Philip Morris International Inc
Large tobacco companies have been battling a tough economy that has led some consumers to turn to cigarettes from lower-priced rivals. In addition, tax increases, like the 62-cent-a-pack increase in the United States earlier this year, have also pressured volume.
This year has been marked by unprecedented increases in excise taxes on tobacco products, an extremely weak economy and intense competitive activity, said Reynolds Chief Executive Susan Ivey.
Ivey attributed Reynolds' third-quarter performance to improved operating margins, market share gains in some of its cigarette brands, improved volume and market share for its moist snuff tobacco, and growth at its Santa Fe Natural Tobacco Co.
At the company's R.J. Reynolds division, higher prices, lower promotional expenses and productivity gains largely offset the impact of higher pension expenses and an 11 percent decline in cigarette volume.
Reynolds said its Camel and Pall Mall brands increased their market share by 2.1 percentage points in the quarter, bringing their combined market share to 12.7 percent.
PHILIP MORRIS SHIPMENT VOLUME DECLINES
Philip Morris, the world's largest non-state-owned tobacco company, said sales volume was hurt by price increases and economic weakness, particularly in Spain and Ukraine.

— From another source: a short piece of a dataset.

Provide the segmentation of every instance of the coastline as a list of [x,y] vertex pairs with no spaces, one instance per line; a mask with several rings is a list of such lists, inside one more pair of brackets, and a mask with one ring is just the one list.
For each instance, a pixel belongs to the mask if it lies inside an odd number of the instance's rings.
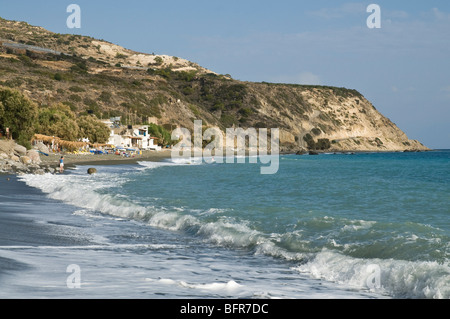
[[[422,150],[391,150],[391,151],[362,151],[362,150],[327,150],[327,151],[281,151],[279,155],[320,155],[320,154],[359,154],[359,153],[402,153],[402,152],[429,152]],[[20,174],[45,174],[59,173],[59,160],[64,156],[64,168],[71,169],[76,165],[120,165],[120,164],[136,164],[140,161],[160,162],[171,158],[171,149],[163,149],[161,151],[142,151],[142,154],[133,157],[124,157],[115,154],[70,154],[57,153],[48,156],[37,154],[37,161],[29,164],[22,163],[20,160],[8,160],[0,158],[0,175],[20,175]],[[193,156],[195,154],[192,154]]]
[[49,154],[39,155],[40,160],[24,164],[20,161],[6,160],[0,169],[0,175],[20,175],[20,174],[45,174],[59,173],[59,160],[64,156],[64,169],[71,169],[76,165],[118,165],[135,164],[139,161],[163,161],[171,156],[171,150],[143,151],[141,155],[134,157],[124,157],[115,154]]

Excluding the impact of acquisitions, Philip Morris' cigarette shipment volume fell 4 percent in the quarter.
However, the year-to-date decline is 2.1 percent, which Chief Executive Louis Camilleri said was more in line with the company's expectations for the full year.
Philip Morris reported third-quarter profit of $1.80 billion, or 93 cents a share, down from $2.08 billion, or $1.01 a share, a year earlier. Analysts on average were expecting 91 cents a share, according to Thomson Reuters I/B/E/S.
Net revenue excluding excise taxes was $6.59 billion, roughly in line with analysts' average estimate.
Reynolds, which makes Camel cigarettes and Grizzly smokeless tobacco, said profit was $362 million, or $1.24 per share, in the quarter, compared with $377 million, or $1.29 per share, a year earlier.
Analysts on average forecast $1.17 per share, according to Thomson Reuters I/B/E/S.
Net sales fell about 5 percent to $2.15 billion.
For the year, Reynolds forecast earnings of $4.60 to $4.70 per share. In July, its forecast was $4.40 to $4.60 per share. Analysts on average were expecting $4.59 per share.
Philip Morris also raised its outlook, saying it expected to earn $3.20 to $3.25 per share in 2009, up from an earlier forecast of $3.10 to $3.20.
Philip Morris' forecast includes a 4 cent-per-share special charge and a 52 cent-per-share hit from foreign exchange. The company only sells outside the United States, and the stronger dollar has reduced the value of international sales.
Analysts on average were expecting $3.24 per share for the year, according to Thomson Reuters I/B/E/S.
Shares of both companies were flat in premarket trade.